G.983
- Status: In force
- Latest version: (05/07) May 2007
- Organization: ITU-T, ITU-T Study Group 15
- Related standards: G.984, 10G-PON, NG-PON2
- Domain: telecommunication
- License: Freely available
- Website: https://www.itu.int/rec/T-REC-G.983.2

= G.983 =

ITU-T Recommendation

ITU-T Recommendation G.983 is a family of recommendations that defines broadband passive optical network (BPON) for telecommunications Access networks. It originally comprised ten recommendations, G.983.1 through G.983.10, but recommendations .6-.10 were withdrawn when their content was incorporated into G.983.2.
The current view is that the BPON standards are mature, and no further work will be done on them after the 2007 round. The GPON OMCI definition has been revised to stand alone, rather than citing G.983.2.

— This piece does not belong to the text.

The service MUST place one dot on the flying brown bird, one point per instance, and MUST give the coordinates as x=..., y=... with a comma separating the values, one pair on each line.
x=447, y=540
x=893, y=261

Although G.983 is directed at BPON, the GPON recommendations draw heavily on it, especially G.984.4, which defines the management model for GPON ONTs.

==Current recommendations==
The current recommendations are:
- G.983.1, Broadband optical access systems based on passive optical networks (PON), 2005, with amendment 1 and erratum 1. Includes the definition of the churning cipher.
- G.983.2, ONT management and control interface specification for B-PON, 2005, with amendments 1 and 2, erratum 1 and an implementer's guide.
- G.983.3, A broadband optical access system with increased service capability by wavelength allocation, 2001, with amendments 1 and 2.
- G.983.4, A broadband optical access system with increased service capability using dynamic bandwidth assignment, 2001, with amendment 1 and corrigendum 1.
- G.983.5, A broadband optical access system with enhanced survivability, 2002.